The goal here is you should have good understanding of your averages but also need to know when you hit the peak is the SAN going to crash or just be fine.
2. So far you have spent enough time gathering details about your environment,by now you should have a very good idea what you are looking for. Just like any other product every vendor will say there SAN is best, at the end of the day you really need to know what is $/Gb value given SAN meets your requirements. When you actually get to $/GB i felt it was really tricky, because each vendor would calculate it different.

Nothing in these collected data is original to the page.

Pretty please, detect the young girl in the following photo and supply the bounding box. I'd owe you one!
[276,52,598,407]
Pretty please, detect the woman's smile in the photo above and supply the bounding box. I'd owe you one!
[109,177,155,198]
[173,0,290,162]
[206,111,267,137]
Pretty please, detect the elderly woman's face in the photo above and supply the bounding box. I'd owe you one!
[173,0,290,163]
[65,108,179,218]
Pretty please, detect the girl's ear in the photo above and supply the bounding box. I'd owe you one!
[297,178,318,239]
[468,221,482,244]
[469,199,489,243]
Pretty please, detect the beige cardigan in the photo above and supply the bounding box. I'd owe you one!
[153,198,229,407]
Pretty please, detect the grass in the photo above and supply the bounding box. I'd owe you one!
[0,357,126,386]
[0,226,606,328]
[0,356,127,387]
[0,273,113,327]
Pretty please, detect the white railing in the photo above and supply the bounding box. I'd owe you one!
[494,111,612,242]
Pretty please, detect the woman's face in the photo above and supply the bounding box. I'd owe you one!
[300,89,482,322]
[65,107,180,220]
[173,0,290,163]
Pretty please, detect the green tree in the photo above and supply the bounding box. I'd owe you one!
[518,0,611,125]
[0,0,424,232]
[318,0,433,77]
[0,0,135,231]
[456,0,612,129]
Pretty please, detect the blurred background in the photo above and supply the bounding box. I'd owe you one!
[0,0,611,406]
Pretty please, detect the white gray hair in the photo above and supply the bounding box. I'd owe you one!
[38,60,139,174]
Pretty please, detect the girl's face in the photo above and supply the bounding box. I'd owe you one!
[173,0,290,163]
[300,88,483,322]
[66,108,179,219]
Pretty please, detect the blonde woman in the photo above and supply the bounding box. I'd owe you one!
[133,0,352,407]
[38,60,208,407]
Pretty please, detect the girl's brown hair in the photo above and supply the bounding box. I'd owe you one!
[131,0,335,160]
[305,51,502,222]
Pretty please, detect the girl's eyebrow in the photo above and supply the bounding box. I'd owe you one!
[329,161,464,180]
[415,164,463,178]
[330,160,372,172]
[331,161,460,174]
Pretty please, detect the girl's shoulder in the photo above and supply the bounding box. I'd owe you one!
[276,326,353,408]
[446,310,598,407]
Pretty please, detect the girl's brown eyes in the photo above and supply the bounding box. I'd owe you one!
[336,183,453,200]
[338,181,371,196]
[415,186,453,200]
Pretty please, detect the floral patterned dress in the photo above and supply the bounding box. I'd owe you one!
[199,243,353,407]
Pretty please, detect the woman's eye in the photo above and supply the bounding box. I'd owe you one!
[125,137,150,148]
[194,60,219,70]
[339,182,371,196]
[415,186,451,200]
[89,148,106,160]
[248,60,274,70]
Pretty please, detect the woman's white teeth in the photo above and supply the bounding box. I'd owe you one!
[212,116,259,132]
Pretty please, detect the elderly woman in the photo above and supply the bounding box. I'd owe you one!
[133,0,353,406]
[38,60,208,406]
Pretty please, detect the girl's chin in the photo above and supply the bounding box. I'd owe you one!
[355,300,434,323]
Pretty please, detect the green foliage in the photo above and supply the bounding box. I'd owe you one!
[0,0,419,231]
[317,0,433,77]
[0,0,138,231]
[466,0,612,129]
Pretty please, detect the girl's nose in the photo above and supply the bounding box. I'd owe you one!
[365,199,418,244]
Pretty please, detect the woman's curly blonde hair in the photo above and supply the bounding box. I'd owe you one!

Some calculate with estimated compression ( what they think they can compress it to , some claim 8X, i have never seen more than 3 X for SQL Server) and dedup, some calculate $/GB before RAID. I was very thrilled when a upcoming SAN vendor told me i could get $3/GB, i was jumping up and down, after 1 month of testing and lot of back and forth we realized for us it would be $12/GB ( as matter of fact anyone using SQL Server on there SAN would be paying $12/GB) . You might hear a lot of SAN vendors claiming 250M IOPS with sub milli second latency, yeahhh they get those numbers with 4KB block size, in SQL Server everything is between 8KB and 64KB. There are some really good SAN vendors, you just need to do your research and ask lot of questions. After dealing with so many vendors i realized had i asked them to fill out the excel sheet, i would have saved 100 hours of my life… ok i might be exaggerating a little bit but for sure many hours. I made a simple excel sheet, i filled out the columns for each vendor as i went through my POC , this helped me in making my decision.